34. L’intimé soutient qu’il y a eu manquement aux principes d’équité procédurale ou de justice naturelle au titre de l’alinéa 58(1)a) de la LMEDS lorsque la DG-TSS a conclu dans sa décision que l’appelante avait abandonné l’appel en ne participant pas à l’audience. Par conséquent, l’intimité consent à ce que l’affaire soit renvoyée à la division générale pour qu’y soit tenue une audience de novo en vertu du paragraphe 59(1) de la LMEDS. L’affaire devrait être renvoyée à la DG-TSS aux fins de réexamen. Il est soutenu qu’il s’agit de la seule réparation appropriée en l’espèce selon le motif pour lequel la permission d’en appeler a été accordée.

[22] Après avoir examiné l’enregistrement et les observations des parties, je conviens que la DG n’a pas observé un principe de justice naturelle lorsqu’elle a déclaré l’abandon de l’appel et fermé le dossier.
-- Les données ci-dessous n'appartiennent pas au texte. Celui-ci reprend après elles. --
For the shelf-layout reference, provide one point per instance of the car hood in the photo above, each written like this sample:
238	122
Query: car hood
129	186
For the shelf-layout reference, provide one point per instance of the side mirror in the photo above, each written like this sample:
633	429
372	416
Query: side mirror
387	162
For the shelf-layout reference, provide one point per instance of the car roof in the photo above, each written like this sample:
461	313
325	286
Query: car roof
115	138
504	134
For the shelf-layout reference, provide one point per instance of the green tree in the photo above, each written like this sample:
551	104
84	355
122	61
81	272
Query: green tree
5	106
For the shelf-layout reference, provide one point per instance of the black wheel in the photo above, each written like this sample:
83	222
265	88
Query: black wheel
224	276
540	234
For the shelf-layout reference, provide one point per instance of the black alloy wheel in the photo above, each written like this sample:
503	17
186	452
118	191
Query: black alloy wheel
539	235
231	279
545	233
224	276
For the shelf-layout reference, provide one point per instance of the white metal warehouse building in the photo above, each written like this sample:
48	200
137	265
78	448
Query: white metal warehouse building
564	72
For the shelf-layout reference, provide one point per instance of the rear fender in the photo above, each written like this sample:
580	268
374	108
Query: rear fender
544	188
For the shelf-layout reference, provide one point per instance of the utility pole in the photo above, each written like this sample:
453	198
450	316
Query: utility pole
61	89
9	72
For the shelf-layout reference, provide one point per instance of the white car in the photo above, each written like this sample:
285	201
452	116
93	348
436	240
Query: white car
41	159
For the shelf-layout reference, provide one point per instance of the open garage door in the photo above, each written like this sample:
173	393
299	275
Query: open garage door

Bien que le membre de la DG et le personnel du TSS n’ont pas été en mesure de communiquer avec l’appelante au moyen du numéro de téléphone qu’elle leur a donné, le dossier donne à penser que son intention de poursuivre l’appel n’a jamais été signalée même si des lacunes technologiques et/ou humaines ont empêché la tenue de la téléconférence. Le fait que l’appelante a appelé le TSS le 8 septembre (qui aurait eu lieu le 9 septembre en raison du décalage horaire, à savoir à la date prévue de l’audience au Canada) semblerait étayer son allégation selon laquelle elle attendait chez elle que le téléphone sonne. Contrairement aux conclusions de la DG, l’appelante n’était pas [traduction] « injoignable » et elle a communiqué avec le TSS immédiatement après l’heure prévue de l’audience. Je ne constate aucune preuve selon laquelle elle a tenté d’abandonner l’appel.

Conclusion

[23] Pour les motifs susmentionnés, l’appel est accueilli au motif que la DG n’a pas observé un principe de justice naturelle lorsque, au regard de la preuve selon laquelle elle avait l’intention constante de poursuivre sa demande de pension de la SV, elle a déclaré l’abandon de l’appel et fermé le dossier en empêchant ainsi l’appelante d’exercer son droit d’être entendue.

[24] L’article 59 de la LMEDS énonce la réparation que la DA peut accorder pour un appel. Pour prévenir toute crainte de partialité, il convient en l’espèce de renvoyer l’affaire à la DG pour qu’une nouvelle audience soit tenue devant un membre différent de la DG.